Qu’on ne s’étonne point si, en parlant de principautés tout à fait nouvelles de princes et d’État, j’allègue de très-grands exemples. Les hommes marchent presque toujours dans des sentiers déjà battus ; presque toujours ils agissent par imitation ; mais il ne leur est guère possible de suivre bien exactement les traces de celui qui les a précédés, ou d’égaler la vertu de celui qu’ils ont entrepris d’imiter. Ils doivent donc prendre pour guides et pour modèles les plus grands personnages, afin que, même en ne s’élevant pas au même degré de grandeur et de gloire, ils puissent en reproduire au moins le parfum. Ils doivent faire comme ces archers prudents, qui, jugeant que le but proposé est au delà de la portée de leur arc et de leurs forces, visent encore plus loin, pour que leur flèche arrive au point qu’ils désirent atteindre.

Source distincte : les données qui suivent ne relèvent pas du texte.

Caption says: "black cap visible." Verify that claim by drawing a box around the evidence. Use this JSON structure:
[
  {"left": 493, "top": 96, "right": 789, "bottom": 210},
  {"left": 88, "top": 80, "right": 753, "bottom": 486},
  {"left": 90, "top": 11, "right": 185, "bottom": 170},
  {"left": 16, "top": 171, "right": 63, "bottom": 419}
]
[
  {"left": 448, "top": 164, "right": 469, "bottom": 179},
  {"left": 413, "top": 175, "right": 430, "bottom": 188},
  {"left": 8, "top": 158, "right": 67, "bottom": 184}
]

Je dis d’abord que, pour les principautés tout à fait nouvelles, le plus ou le moins de difficulté de s’y maintenir dépend du plus ou du moins d’habileté qui se trouve dans celui qui les a acquises : aussi peut-on croire que communément la difficulté ne doit pas être très-grande. Il y a lieu de penser que celui qui, de simple particulier, s’est élevé au rang de prince, est un homme habile ou bien secondé par la fortune : sur quoi j’ajouterai, que moins il devra à la fortune, mieux il saura se maintenir. D’ailleurs, un tel prince n’ayant point d’autres États, est obligé de venir vivre dans son acquisition ; ce qui diminue encore la difficulté.
Mais, quoi qu’il en soit, pour parler d’abord de ceux qui sont devenus princes par leur propre vertu et non par la fortune, les plus remarquables sont : Moïse, Cyrus, Romulus, Thésée, et quelques autres semblables[1].
Que si l’on doit peu raisonner sur Moïse, parce qu’il ne fut qu’un simple exécuteur des ordres de Dieu, il y a toujours lieu de l’admirer, ne fût-ce qu’à cause de la grâce qui le rendait digne de s’entretenir avec la Divinité. Mais en considérant les actions et la conduite, soit de Cyrus, soit des autres conquérants et fondateurs de royaumes, on les admirera également tous, et on trouvera une grande conformité entre eux et Moïse, bien que ce dernier eût été conduit par un si grand maître.